Cox v. State

The evidence sustains the verdict. The court did not err in the trial for any reason assigned.

DECIDED JUNE 3, 1944. The defendant was convicted of operating a lottery. She carried her case by certiorari to the superior court. On the hearing there the certiorari was overruled and dismissed. That judgment is assigned as error. *Page 213

The officers arrested the defendant at her home. She was alone at the time. She lived with her husband. The evidence tends to show that two other people lived in the house also. On a bed in one of the rooms the officers found certain records, including what the officers testified were lottery books, lottery tickets, and lottery work-outs. The officers testified that the defendant admitted that the articles belonged to her; that her husband had nothing to do with them. The dates of the tickets were July 17, 1943, the day the defendant was arrested. The record showed twenty-eight sales to separate purchasers of from one to twenty chances each. The court permitted the officer to testify, over objection of the defendant, that the lottery known as the "number game" was on that date being operated in Fulton County; and that the records which the defendant admitted to be hers were records used in the operation of the lottery.

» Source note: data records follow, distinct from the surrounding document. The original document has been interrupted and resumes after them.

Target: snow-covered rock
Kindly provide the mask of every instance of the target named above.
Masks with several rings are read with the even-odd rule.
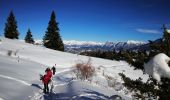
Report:
[[[145,72],[153,76],[158,82],[161,81],[161,77],[170,78],[169,61],[170,58],[167,55],[160,53],[144,65]]]

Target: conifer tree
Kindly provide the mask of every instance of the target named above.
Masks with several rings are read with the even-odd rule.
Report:
[[[56,22],[54,11],[52,12],[48,23],[47,31],[43,38],[43,44],[47,48],[64,51],[64,44],[59,33],[58,23]]]
[[[31,33],[30,29],[28,29],[27,34],[25,36],[25,42],[34,44],[34,39],[33,39],[33,36],[32,36],[32,33]]]
[[[7,23],[5,23],[4,36],[10,39],[18,39],[19,36],[17,21],[15,20],[15,16],[12,11],[7,18]]]

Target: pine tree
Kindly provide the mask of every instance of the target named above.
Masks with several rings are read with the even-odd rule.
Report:
[[[26,43],[34,44],[34,39],[33,39],[33,36],[31,34],[31,30],[30,29],[28,29],[28,32],[27,32],[27,34],[25,36],[25,42]]]
[[[64,51],[64,44],[59,34],[58,23],[56,22],[55,12],[51,14],[46,34],[43,38],[44,46],[50,49]]]
[[[17,30],[17,21],[15,20],[15,16],[12,11],[7,18],[7,23],[5,23],[4,35],[6,38],[18,39],[19,32]]]

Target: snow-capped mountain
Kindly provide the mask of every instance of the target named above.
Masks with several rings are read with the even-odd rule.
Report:
[[[93,51],[93,50],[120,50],[120,49],[132,49],[135,47],[140,47],[142,45],[145,45],[145,42],[142,41],[133,41],[129,40],[127,42],[94,42],[94,41],[76,41],[76,40],[65,40],[64,46],[66,52],[71,53],[80,53],[85,50]],[[35,44],[42,45],[42,40],[35,40]]]
[[[141,70],[124,61],[91,57],[95,75],[91,81],[80,81],[75,76],[75,64],[87,62],[87,56],[51,50],[18,40],[0,38],[0,100],[123,100],[133,99],[123,86],[119,73],[131,79],[148,79]],[[39,74],[56,64],[53,93],[43,93]],[[134,76],[135,75],[135,76]],[[107,77],[112,77],[108,80]],[[108,83],[113,82],[113,85]],[[120,99],[119,99],[120,100]]]
[[[92,42],[92,41],[64,41],[65,45],[65,51],[67,52],[73,52],[73,53],[79,53],[85,50],[120,50],[120,49],[131,49],[137,46],[141,46],[146,44],[145,42],[141,41],[127,41],[127,42],[105,42],[105,43],[100,43],[100,42]]]

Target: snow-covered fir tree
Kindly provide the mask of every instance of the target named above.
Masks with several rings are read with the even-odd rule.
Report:
[[[58,23],[56,22],[56,15],[54,11],[52,12],[48,23],[47,31],[43,38],[43,44],[47,48],[64,51],[64,44],[59,33]]]
[[[28,29],[27,34],[25,36],[25,42],[34,44],[34,39],[30,29]]]
[[[19,32],[17,30],[17,21],[15,20],[15,16],[12,11],[7,18],[7,23],[5,23],[4,35],[6,38],[18,39]]]

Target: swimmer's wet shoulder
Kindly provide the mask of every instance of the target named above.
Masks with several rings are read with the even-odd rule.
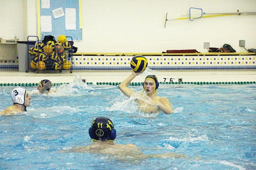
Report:
[[[26,90],[23,88],[17,88],[13,89],[11,92],[12,105],[6,108],[0,112],[0,114],[16,114],[26,111],[26,107],[30,105],[31,97]]]

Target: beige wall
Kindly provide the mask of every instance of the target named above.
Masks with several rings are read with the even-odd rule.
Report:
[[[168,21],[186,17],[190,7],[206,13],[256,11],[255,0],[83,0],[83,40],[74,45],[80,52],[154,52],[196,49],[204,52],[204,42],[220,48],[231,45],[237,52],[245,40],[256,48],[256,15],[241,15]],[[0,0],[0,37],[26,40],[37,33],[35,0]],[[57,37],[55,37],[57,38]]]

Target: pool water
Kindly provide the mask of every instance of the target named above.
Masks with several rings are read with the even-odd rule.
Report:
[[[0,88],[0,110],[12,104],[14,88]],[[87,85],[76,79],[55,88],[48,95],[31,95],[24,114],[0,116],[0,169],[256,169],[255,84],[160,84],[158,96],[170,100],[171,115],[140,112],[116,86]],[[142,86],[131,88],[142,91]],[[99,116],[112,120],[118,144],[136,144],[145,154],[189,158],[133,162],[59,152],[88,145],[88,130]]]

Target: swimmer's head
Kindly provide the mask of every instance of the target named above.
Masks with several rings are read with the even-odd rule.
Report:
[[[43,79],[43,80],[41,80],[40,81],[40,82],[39,82],[39,85],[41,87],[41,88],[43,88],[43,86],[44,85],[43,83],[46,83],[47,82],[50,82],[50,80],[48,80],[47,79]],[[45,91],[49,91],[50,88],[48,88],[47,89],[46,89]]]
[[[28,101],[27,100],[26,101],[25,101],[26,91],[26,90],[24,88],[17,88],[13,89],[11,92],[11,96],[13,104],[18,104],[23,105],[25,107],[24,111],[26,111],[26,106],[30,105],[29,100],[31,99],[31,97],[28,94],[27,94],[28,95],[27,98],[28,98],[29,100]]]
[[[150,94],[149,94],[148,95],[151,95],[154,92],[154,91],[156,90],[157,91],[157,88],[158,88],[158,87],[159,86],[159,83],[158,82],[158,81],[157,81],[157,78],[154,75],[149,75],[148,76],[146,77],[146,78],[145,79],[145,80],[144,81],[144,82],[143,84],[143,91],[142,91],[142,92],[143,93],[144,91],[145,90],[145,82],[146,82],[146,80],[147,80],[147,79],[150,79],[152,80],[154,84],[154,91],[152,93],[151,93]]]
[[[94,141],[113,140],[116,137],[116,131],[111,119],[100,117],[95,119],[93,122],[89,129],[89,134]]]

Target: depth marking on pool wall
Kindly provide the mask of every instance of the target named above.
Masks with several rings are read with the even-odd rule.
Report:
[[[175,78],[164,78],[163,82],[173,82],[175,79]]]

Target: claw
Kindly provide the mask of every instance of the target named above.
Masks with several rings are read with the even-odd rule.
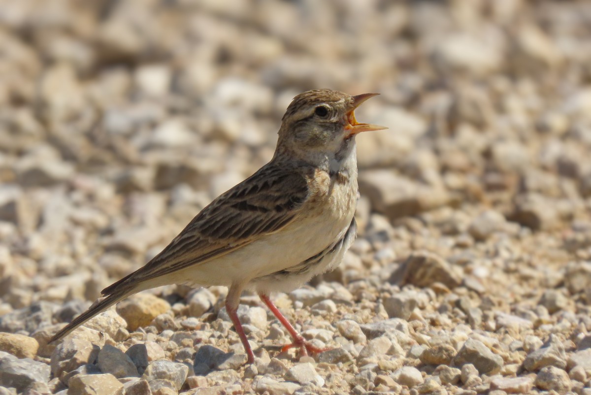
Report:
[[[306,357],[309,354],[316,355],[316,354],[327,351],[330,348],[320,348],[313,345],[310,342],[304,340],[303,338],[296,339],[293,343],[286,344],[281,348],[281,352],[285,352],[290,348],[298,347],[300,348],[300,352],[302,357]]]

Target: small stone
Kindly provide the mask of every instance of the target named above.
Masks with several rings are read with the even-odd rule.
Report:
[[[0,352],[0,386],[12,387],[20,393],[34,383],[47,383],[49,375],[46,364]]]
[[[313,384],[318,387],[324,384],[324,380],[316,373],[314,366],[309,362],[298,364],[287,371],[283,376],[287,381],[296,381],[301,384]]]
[[[291,395],[301,386],[295,383],[277,381],[269,377],[262,377],[253,383],[253,387],[255,391],[259,394],[267,391],[269,395]]]
[[[384,300],[384,308],[390,318],[408,320],[413,310],[418,305],[416,293],[402,293]]]
[[[131,358],[108,344],[105,344],[99,352],[98,365],[103,373],[111,373],[117,378],[139,375]]]
[[[103,332],[115,338],[119,329],[127,328],[127,323],[116,312],[108,310],[89,319],[84,326],[99,332]]]
[[[534,323],[531,321],[512,314],[504,313],[498,313],[495,317],[495,322],[498,328],[514,328],[519,331],[531,329],[534,326]]]
[[[262,307],[249,307],[239,318],[243,325],[253,325],[259,329],[267,328],[267,311]]]
[[[0,332],[0,351],[11,354],[17,358],[33,358],[38,349],[39,343],[33,338]]]
[[[162,349],[160,345],[156,342],[147,341],[144,343],[146,347],[146,351],[148,352],[148,360],[150,362],[163,360],[166,355],[164,350]]]
[[[93,364],[100,351],[98,345],[87,340],[66,339],[51,354],[51,374],[59,377],[62,373],[72,371],[82,365]]]
[[[560,369],[566,368],[566,352],[560,340],[551,336],[550,341],[543,347],[530,352],[523,361],[523,367],[530,372],[547,366]]]
[[[82,395],[112,395],[123,387],[123,384],[109,373],[77,374],[70,380],[68,385],[68,393]]]
[[[476,240],[486,240],[495,233],[503,230],[506,220],[502,214],[493,210],[487,210],[477,216],[470,224],[468,232]]]
[[[148,358],[148,349],[145,344],[134,344],[125,351],[138,371],[138,374],[144,374],[150,360]],[[163,352],[164,355],[164,352]]]
[[[385,355],[392,347],[392,341],[385,336],[372,339],[359,351],[359,358],[375,358]]]
[[[481,374],[492,375],[498,373],[503,367],[503,358],[494,354],[478,340],[468,339],[454,358],[454,364],[462,367],[471,364]]]
[[[187,296],[189,314],[200,317],[213,307],[217,297],[207,288],[200,288]]]
[[[456,349],[447,344],[441,344],[425,349],[421,354],[421,362],[426,365],[447,365],[456,354]]]
[[[528,335],[523,339],[523,349],[528,354],[535,351],[543,345],[544,342],[537,336]]]
[[[589,284],[591,284],[591,262],[569,263],[566,266],[564,281],[569,292],[571,294],[587,289]]]
[[[462,283],[462,278],[446,261],[433,252],[424,251],[411,255],[392,274],[389,281],[417,287],[429,287],[441,283],[453,289]]]
[[[457,368],[452,368],[447,365],[440,365],[436,368],[434,374],[439,376],[441,384],[455,385],[460,381],[462,371]]]
[[[553,201],[535,193],[518,196],[508,219],[534,230],[553,229],[560,221]]]
[[[557,290],[548,289],[544,292],[540,304],[548,309],[548,313],[554,314],[568,307],[569,299]]]
[[[369,199],[372,208],[391,220],[443,206],[449,200],[445,189],[391,170],[364,170],[359,173],[359,183],[361,195]]]
[[[568,368],[582,368],[588,377],[591,378],[591,348],[577,351],[570,355],[567,364]]]
[[[403,366],[390,375],[394,381],[402,386],[413,388],[415,386],[423,384],[424,379],[421,372],[411,366]]]
[[[152,362],[142,375],[142,379],[151,380],[164,379],[171,381],[177,391],[183,386],[189,375],[189,367],[184,364],[161,360]]]
[[[281,360],[271,358],[271,361],[265,367],[265,374],[282,376],[287,373],[287,366]]]
[[[212,369],[238,369],[246,363],[245,354],[225,352],[213,346],[203,345],[195,354],[193,367],[196,374],[206,374]]]
[[[460,379],[467,387],[479,386],[482,384],[482,379],[479,375],[478,370],[472,364],[466,364],[462,367]]]
[[[335,313],[337,309],[336,303],[330,299],[319,302],[313,305],[311,307],[312,313],[318,315]]]
[[[346,363],[353,360],[353,356],[341,347],[333,348],[318,354],[318,361],[327,364]]]
[[[498,377],[491,380],[491,389],[500,390],[508,394],[528,394],[533,384],[531,377]]]
[[[580,383],[584,383],[587,380],[587,375],[585,368],[580,365],[577,365],[569,371],[569,377],[570,377],[570,380]]]
[[[154,378],[148,381],[153,395],[178,395],[176,385],[165,378]]]
[[[125,387],[125,395],[152,395],[152,390],[147,380],[130,381],[124,386]]]
[[[127,322],[129,331],[147,326],[154,318],[170,310],[170,305],[150,293],[139,293],[120,302],[117,312]]]
[[[542,368],[535,377],[535,383],[541,390],[553,390],[561,395],[570,391],[572,387],[568,374],[555,366]]]
[[[301,302],[303,307],[312,306],[328,299],[334,290],[326,287],[316,289],[298,288],[290,293],[290,297],[294,302]]]
[[[40,324],[51,322],[54,309],[53,303],[42,300],[15,310],[0,316],[0,331],[9,333],[23,330],[34,332]]]
[[[408,335],[408,323],[400,318],[391,318],[382,321],[359,325],[368,339],[374,339],[388,334],[402,332]]]
[[[336,328],[343,337],[352,340],[355,343],[365,342],[367,338],[361,328],[352,319],[343,319],[336,323]]]

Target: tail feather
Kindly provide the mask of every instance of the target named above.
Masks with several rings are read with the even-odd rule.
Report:
[[[61,331],[56,334],[53,337],[49,340],[49,343],[60,340],[67,336],[71,332],[82,325],[83,323],[90,319],[95,316],[99,314],[113,305],[124,299],[129,295],[135,293],[137,291],[134,289],[127,289],[116,291],[99,300],[90,306],[90,308],[74,318],[72,322],[66,325]]]

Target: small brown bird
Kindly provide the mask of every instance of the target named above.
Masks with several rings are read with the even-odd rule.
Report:
[[[294,98],[283,116],[275,155],[256,173],[219,196],[141,268],[107,287],[105,297],[60,331],[59,340],[111,305],[163,285],[223,285],[226,309],[254,355],[236,310],[244,289],[257,292],[303,355],[306,342],[269,298],[333,269],[356,235],[355,136],[386,129],[360,124],[354,110],[377,93],[350,96],[320,89]]]

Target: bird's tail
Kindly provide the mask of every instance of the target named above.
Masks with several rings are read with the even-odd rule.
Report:
[[[53,337],[49,340],[48,342],[52,343],[60,340],[96,315],[103,312],[119,300],[121,300],[122,299],[124,299],[137,292],[138,290],[135,288],[121,289],[115,291],[111,294],[95,302],[88,310],[74,318],[72,322],[69,323],[64,327],[63,329],[56,334]]]

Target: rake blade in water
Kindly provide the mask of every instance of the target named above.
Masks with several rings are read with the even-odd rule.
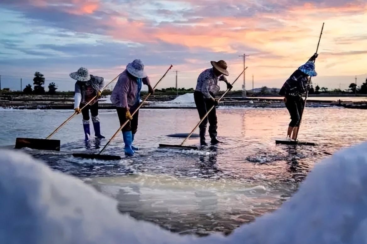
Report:
[[[23,147],[38,150],[59,151],[60,140],[17,137],[15,148],[19,149]]]
[[[78,158],[100,159],[101,160],[120,160],[121,157],[116,155],[103,155],[102,154],[73,154],[73,156]]]
[[[186,150],[197,150],[197,147],[193,146],[181,146],[179,145],[168,145],[167,144],[160,144],[159,147],[171,147],[175,148],[181,148]]]
[[[280,140],[275,141],[275,144],[285,145],[303,145],[306,146],[316,145],[316,144],[313,143],[308,143],[306,141],[281,141]]]

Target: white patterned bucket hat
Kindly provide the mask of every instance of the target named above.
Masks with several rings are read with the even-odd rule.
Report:
[[[83,67],[79,68],[76,72],[70,73],[69,75],[73,79],[80,81],[88,81],[91,79],[88,69]]]
[[[144,64],[140,59],[135,59],[126,66],[126,69],[131,74],[138,78],[145,78],[146,74],[144,71]]]

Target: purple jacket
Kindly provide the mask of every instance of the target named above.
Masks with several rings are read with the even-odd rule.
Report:
[[[142,79],[143,84],[150,85],[149,78]],[[126,70],[120,75],[116,85],[111,95],[111,101],[116,107],[129,108],[136,103],[138,84],[134,77]]]

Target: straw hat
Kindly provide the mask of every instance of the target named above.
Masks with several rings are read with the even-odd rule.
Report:
[[[88,81],[91,79],[89,72],[86,68],[80,68],[76,72],[70,73],[69,75],[73,79],[80,81]]]
[[[218,62],[210,61],[210,63],[213,67],[225,75],[228,75],[229,74],[228,71],[227,71],[227,63],[225,61],[223,60],[219,60]]]
[[[138,78],[145,78],[146,74],[144,71],[144,64],[140,59],[135,59],[126,66],[126,69],[131,74]]]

It is the contention of the defendant that the evidence does not sustain the verdict; that it was error to permit the officers to testify as to the purpose of the documents which they seized, as well as the manner in which the lottery was operated. This court in numerous decisions has ruled adversely to the contention of the defendant on all the special grounds set out in the certiorari. So far as the general grounds are concerned this court has also repeatedly held that evidence similar to that in the instant case is sufficient to sustain the verdict in a lottery charge. See Lunsford v.State, 60 Ga. App. 537 (3, 6) (4 S.E.2d 112); Dickerson v. State, 68 Ga. App. 157 (22 S.E.2d 207), and cit.

The evidence sustains the verdict. The court did not err for any of the reasons assigned.

Judgment affirmed. Broyles, C. J., and MacIntyre, J., concur.